Miles away, Kim Sr. saw the same thing. Years ago, he wondered if his son would ever believe in his basketball abilities as much as his father did. Game after game, night after night, Kim Sr. told his son that he was gifted, that he was special, but the son wrote it off as fatherly pride.
Finally, in a summer-league game in Florida, English saw that his father wasn't merely trying to pump him up.
"I don't remember the opponent," Kim Sr. said. "But we were down 12 points. Kimmie got into the game and hit four 3s in a row. From that point on, he started to believe."
That kid, though, had disappeared.
Kim Sr. last season instead saw a player who wanted so desperately to do well that he was pressing, and when the anxiety manifested itself into missed shots, the vicious cycle spiraled out of control.
After he was hired, Frank Haith saw it on game film, too.
"He didn't shoot the ball well because he was trying so hard," Haith said. "Then he lost confidence, and it just kept mounting and mounting for him."
It didn't help that, at season's end, his coach bolted for Arkansas, and the man hired was met with more skepticism than optimism and then was named by a rogue booster in an NCAA investigation.
Still, English was determined to make his own judgment about Haith, or more accurately to suspend all judgment. After his difficult junior season, English vowed to leave all outside questions and influences -- class trouble, girl trouble, NCAA trouble and conference rumors -- on the side of the court and to worry simply about his team and how Haith coached it.
The blinders have worked. Haith has replaced former coach Mike Anderson's system, one where basketball players are treated like hockey lines and subbed in every five minutes, to a more free-flowing offense. There is attention to defense but it is not at the expense of the offense.
English has blossomed.
"With Coach Haith, you don't have to worry. I know I'm going to play 35 minutes," English said. "And I know I can get a shot, so now I can focus on getting my teammates involved.
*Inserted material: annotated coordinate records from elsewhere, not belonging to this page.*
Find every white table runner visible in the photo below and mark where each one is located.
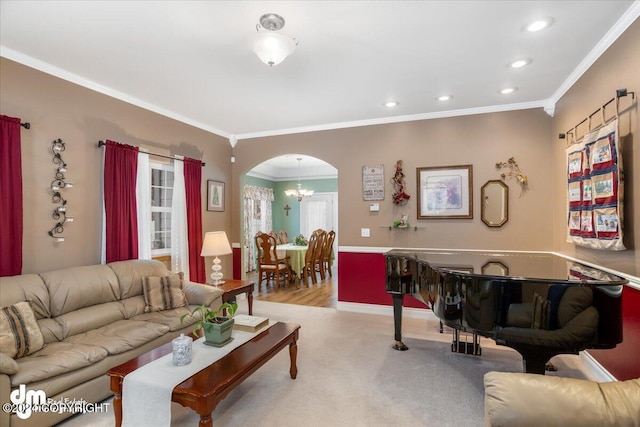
[122,321,273,427]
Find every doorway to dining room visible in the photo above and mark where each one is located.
[242,154,338,308]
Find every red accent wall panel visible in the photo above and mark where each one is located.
[231,248,242,280]
[338,252,426,308]
[587,286,640,380]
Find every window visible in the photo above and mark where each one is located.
[150,162,173,256]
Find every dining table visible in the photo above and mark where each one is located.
[276,243,309,277]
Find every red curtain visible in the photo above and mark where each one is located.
[104,140,138,262]
[0,116,23,276]
[184,157,207,283]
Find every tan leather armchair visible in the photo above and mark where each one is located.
[484,372,640,427]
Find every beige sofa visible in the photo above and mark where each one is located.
[0,260,223,427]
[484,372,640,427]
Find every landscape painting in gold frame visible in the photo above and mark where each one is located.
[416,165,473,219]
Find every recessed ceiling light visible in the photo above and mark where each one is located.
[509,59,531,68]
[527,18,553,33]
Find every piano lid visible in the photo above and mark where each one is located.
[385,249,628,285]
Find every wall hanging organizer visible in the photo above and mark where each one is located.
[560,89,635,251]
[49,138,73,243]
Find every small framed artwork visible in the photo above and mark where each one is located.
[207,180,224,212]
[416,165,473,219]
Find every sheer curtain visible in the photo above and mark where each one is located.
[0,116,23,276]
[136,151,151,259]
[103,140,139,263]
[171,161,191,280]
[184,158,207,283]
[243,185,274,272]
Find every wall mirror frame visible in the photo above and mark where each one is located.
[480,179,509,227]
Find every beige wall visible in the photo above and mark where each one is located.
[232,109,552,254]
[0,58,231,276]
[551,20,640,276]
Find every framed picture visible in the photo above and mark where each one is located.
[416,165,473,219]
[207,180,224,212]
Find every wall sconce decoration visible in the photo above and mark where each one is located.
[496,157,529,197]
[49,138,73,243]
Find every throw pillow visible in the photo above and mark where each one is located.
[142,273,187,313]
[0,301,44,359]
[531,292,551,329]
Instead of focusing on ourselves, we're focusing on improving."
Englishscope24, English's Twitter handle, has made more than 10,000 observations and has 12,000-plus followers interested in his pearls of wisdom.
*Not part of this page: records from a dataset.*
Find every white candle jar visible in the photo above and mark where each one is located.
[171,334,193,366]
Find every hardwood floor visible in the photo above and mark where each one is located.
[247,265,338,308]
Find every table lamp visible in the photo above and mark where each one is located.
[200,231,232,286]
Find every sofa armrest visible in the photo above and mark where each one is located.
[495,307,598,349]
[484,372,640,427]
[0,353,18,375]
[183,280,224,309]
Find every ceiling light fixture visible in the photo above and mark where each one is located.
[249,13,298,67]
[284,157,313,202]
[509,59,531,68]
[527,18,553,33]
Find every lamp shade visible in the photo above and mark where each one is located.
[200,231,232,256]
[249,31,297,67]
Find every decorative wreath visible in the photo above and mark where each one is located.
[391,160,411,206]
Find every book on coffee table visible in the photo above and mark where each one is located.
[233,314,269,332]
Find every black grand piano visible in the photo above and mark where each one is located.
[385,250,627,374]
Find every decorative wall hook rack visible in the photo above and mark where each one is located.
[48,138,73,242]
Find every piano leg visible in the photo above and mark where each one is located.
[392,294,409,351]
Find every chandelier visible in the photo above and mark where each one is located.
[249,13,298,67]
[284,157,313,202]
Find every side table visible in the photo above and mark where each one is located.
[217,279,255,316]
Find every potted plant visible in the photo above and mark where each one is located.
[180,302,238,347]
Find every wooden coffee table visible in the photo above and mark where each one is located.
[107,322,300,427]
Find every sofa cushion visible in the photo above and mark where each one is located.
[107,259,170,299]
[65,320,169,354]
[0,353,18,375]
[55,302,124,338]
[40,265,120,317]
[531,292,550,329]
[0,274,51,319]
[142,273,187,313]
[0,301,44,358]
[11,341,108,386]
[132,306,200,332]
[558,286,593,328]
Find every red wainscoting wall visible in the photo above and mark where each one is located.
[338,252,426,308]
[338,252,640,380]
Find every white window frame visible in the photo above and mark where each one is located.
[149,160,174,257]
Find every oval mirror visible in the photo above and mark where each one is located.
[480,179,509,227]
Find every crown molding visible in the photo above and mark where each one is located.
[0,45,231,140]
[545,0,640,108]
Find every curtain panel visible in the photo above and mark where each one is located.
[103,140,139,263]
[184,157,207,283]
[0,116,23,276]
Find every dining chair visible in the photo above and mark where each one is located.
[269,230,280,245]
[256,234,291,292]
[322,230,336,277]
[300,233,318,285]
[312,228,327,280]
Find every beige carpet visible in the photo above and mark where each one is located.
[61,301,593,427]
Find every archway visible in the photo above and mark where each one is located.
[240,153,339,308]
Whether his coach likes it or not.
"Now the tweeting stuff, I'm not always a big fan," Haith admitted. "I've got him on a watch now, but I also don't want to change who he is. I want every kid to be able to express who they are, but I also need to teach them how to grow off and on the court."
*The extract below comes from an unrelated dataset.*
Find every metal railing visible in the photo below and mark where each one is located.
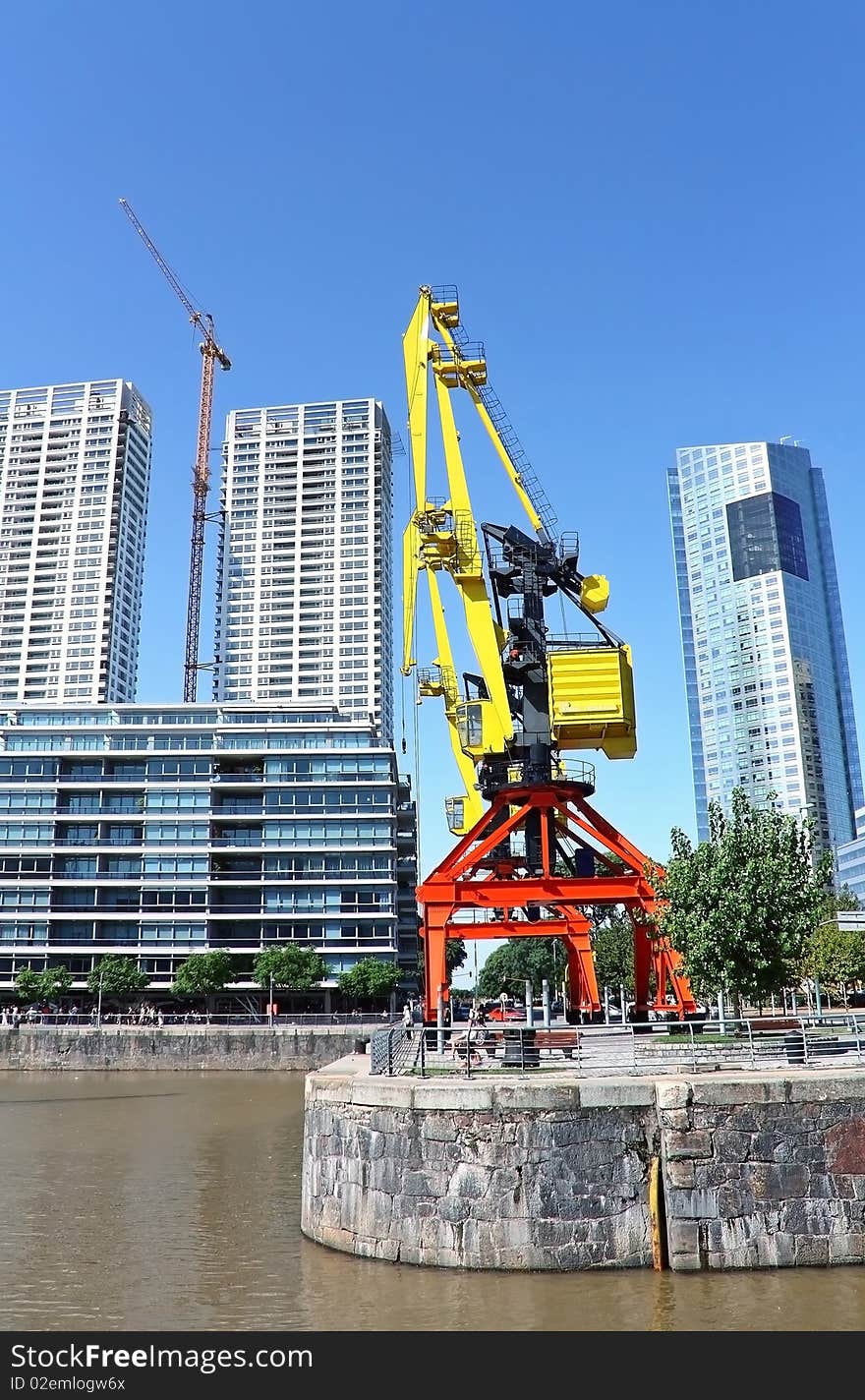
[0,1011,400,1030]
[371,1014,865,1078]
[370,1022,424,1076]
Some of English's observations are acerbic -- he criticized his own student section after a win against Binghamton on Nov. 27.
Some are silly -- "Practice at John Jay College in Manhattan! I guess John Jay was important in colonial history. Only John J I know is John Jenkins."
And sometimes he just quotes his favorite poem, "If."
This time the irony isn't lost on English.
The child who couldn't share his thoughts now spiels them to a Twitterverse unencumbered. The boy who struggled to speak is a media darling, a likable and quotable athlete who is a sportswriters' dream.
It is exactly as Rudyard Kipling promises in English's daily reading.
If you can talk with crowds and keep your virtue,
Or walk with Kings -- nor lose the common touch,
If neither foes nor loving friends can hurt you,
If all men count with you, but none too much;
If you can fill the unforgiving minute
With sixty seconds' worth of distance run,
Yours is the Earth and everything that's in it,
And -- which is more -- you'll be a Man, my son!